Congrès de la LCR anticapitaliste et unitaire

Congrès de la LCR anticapitaliste et unitaire

Nous avons suivi les travaux du 16e congrès de la LCR, du 19 au 22 janvier, à la Plaine Saint-Denis (Paris). Pour les quelque 500 délégué-e-s présents, il s’agissait de faire un bilan de l’action de la Ligue depuis deux ans, d’analyser la situation politique ouvert par le «non» au Traité constitutionnel européen, mais surtout de se prononcer sur les perspectives de rassemblement de la gauche anticapitaliste.

Un Congrès de la LCR, c’est d’abord une leçon de démocratie. L’ensemble des membres, réunis préalablement en assemblées locales, élisent leurs délégué-e-s à la proportionnelle (un pour sept membres), sur la base de plateformes longuement débattues. La plateforme 1 (majoritaire) avait ainsi recueilli 49% des suffrages, la Pf 2 (12%), la Pf 3 (26%), la Pf 4 (9%) et la Pf 5 (4%). A l’issue du Congrès, les délégué-e-s élisent la nouvelle direction à la proportionnelle des tendances, avec mandat cependant d’appliquer l’orientation majoritaire.

Une organisation qui recrute

Après son dernier congrès d’octobre 2003, dans la foulée du succès d’Olivier Besancenot aux présidentielles, la Ligue avait lancé un appel à rassembler la gauche anticapitaliste et rédigé un projet de manifeste. Elle avait aussi gagné un nombre appréciable de nouveaux membres.
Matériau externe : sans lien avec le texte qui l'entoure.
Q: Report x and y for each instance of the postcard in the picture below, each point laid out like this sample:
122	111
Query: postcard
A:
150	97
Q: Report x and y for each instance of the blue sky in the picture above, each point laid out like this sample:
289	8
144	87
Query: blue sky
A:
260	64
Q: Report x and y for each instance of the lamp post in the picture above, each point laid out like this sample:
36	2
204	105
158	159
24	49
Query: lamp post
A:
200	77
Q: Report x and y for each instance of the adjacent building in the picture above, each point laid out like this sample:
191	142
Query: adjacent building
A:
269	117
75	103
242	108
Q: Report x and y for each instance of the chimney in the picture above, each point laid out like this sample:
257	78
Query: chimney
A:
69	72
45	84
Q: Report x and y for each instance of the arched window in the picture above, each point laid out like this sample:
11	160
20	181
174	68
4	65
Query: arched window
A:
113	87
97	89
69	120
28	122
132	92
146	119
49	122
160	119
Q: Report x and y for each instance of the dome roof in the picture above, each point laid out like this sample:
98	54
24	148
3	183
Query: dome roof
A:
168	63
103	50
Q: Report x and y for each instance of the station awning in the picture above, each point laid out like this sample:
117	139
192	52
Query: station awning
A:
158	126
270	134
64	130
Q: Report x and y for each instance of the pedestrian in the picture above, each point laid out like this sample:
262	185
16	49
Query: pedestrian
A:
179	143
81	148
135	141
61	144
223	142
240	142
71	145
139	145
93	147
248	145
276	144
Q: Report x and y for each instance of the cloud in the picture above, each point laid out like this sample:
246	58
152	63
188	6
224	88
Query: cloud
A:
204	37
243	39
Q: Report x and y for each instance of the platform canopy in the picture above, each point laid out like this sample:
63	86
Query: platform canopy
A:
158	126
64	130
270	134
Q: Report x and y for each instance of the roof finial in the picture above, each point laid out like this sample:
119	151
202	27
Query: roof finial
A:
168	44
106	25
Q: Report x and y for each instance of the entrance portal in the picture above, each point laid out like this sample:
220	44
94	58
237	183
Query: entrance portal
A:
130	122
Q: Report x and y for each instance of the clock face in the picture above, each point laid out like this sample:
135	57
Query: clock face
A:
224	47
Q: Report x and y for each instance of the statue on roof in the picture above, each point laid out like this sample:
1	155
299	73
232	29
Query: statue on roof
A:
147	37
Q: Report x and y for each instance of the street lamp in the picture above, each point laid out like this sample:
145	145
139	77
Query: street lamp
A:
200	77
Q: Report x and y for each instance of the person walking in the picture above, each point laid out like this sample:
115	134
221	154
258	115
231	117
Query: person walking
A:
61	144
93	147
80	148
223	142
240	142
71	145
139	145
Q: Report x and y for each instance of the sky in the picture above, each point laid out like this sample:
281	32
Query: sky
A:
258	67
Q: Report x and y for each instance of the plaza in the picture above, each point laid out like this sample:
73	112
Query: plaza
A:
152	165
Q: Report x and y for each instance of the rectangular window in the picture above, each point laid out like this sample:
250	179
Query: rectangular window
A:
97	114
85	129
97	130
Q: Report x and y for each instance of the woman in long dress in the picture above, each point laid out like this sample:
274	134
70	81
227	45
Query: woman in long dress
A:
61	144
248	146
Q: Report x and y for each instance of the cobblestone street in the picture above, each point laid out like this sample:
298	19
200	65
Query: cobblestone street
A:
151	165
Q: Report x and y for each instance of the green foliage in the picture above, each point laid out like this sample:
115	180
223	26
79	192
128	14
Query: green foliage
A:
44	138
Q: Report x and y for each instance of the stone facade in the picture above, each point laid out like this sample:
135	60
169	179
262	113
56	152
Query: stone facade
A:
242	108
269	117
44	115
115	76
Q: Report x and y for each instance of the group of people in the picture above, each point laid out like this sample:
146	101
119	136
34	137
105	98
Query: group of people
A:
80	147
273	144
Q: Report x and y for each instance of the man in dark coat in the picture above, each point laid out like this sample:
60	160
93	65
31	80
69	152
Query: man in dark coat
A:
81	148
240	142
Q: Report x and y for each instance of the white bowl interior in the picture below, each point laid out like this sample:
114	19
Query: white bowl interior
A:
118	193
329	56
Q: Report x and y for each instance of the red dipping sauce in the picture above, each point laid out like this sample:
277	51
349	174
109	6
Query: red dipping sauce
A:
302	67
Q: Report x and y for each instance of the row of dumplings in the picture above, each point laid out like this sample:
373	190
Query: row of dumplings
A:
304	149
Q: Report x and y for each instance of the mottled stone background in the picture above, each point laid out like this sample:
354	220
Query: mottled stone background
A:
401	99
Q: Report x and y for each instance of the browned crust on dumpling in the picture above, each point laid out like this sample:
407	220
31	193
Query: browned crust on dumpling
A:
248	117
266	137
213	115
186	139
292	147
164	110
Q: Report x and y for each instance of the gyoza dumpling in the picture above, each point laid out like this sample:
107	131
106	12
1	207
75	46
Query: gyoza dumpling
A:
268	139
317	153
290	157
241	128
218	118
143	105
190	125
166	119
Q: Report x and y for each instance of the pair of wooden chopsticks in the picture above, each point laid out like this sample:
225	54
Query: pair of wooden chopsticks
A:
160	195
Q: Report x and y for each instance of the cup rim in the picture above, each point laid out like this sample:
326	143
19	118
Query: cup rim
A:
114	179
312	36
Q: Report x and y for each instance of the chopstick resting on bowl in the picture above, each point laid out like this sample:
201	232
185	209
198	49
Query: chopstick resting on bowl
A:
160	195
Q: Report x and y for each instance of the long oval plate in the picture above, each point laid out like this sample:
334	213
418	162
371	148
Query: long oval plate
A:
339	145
Au printemps 2004 cependant, en tandem avec Lutte Ouvrière, elle faisait de mauvais résultats aux européennes et aux régionales, sur la base de campagnes très «syndicalistes» qui voyaient mal venir l’ampleur du «vote sanction», contre le gouvernement Raffarin.

Dès l’automne 2004, la LCR et son porte-parole étaient cependant au cœur de la mobilisation pour le rejet populaire du projet de constitution européenne. En soutenant l’Appel des 200 de la Fondation Copernic, elle a aussi contribué activement au développement des «collectifs du non», qui ont rassemblé plusieurs dizaines de milliers de militant-e-s dans un millier de structures unitaires.

« Depuis le 29 mai, note le bilan majoritaire, la LCR a agi pour permettre la continuation des collectifs en proposant qu’ils tournent leurs activités vers l’action, les campagnes sociales et le débat sur l’alternative politique. (…) Elle a agi pour poursuivre et solidifier les relations avec les courants politiques de la campagne du non, à commencer par le PCF (université d’été de la LCR, fête de l’Humanité, meetings communs). (…) Aujourd’hui, le débat public entre le PS et le PC à propos de la place de la LCR dans l’alternative politique témoigne du poids que nous avons désormais dans les débats ‘à gauche’ ». Libération du 20 janvier consacrait en effet sa Une au Congrès de la LCR.

Après le 29 mai…

La victoire du non, le 29 mai, a constitué un échec cinglant, autant pour le gouvernement de droite que pour la majorité sociale-libérale du PS et des Verts. Et pourtant… on assiste aujourd’hui à la poursuite et au renforcement des attaques brutales d’un patronat qui licencie et d’un pouvoir qui précarise (contrats nouvelle embauche, contrats première embauche, etc.), dans un contexte où la riposte sociale peine à s’organiser sur une échelle suffisamment large.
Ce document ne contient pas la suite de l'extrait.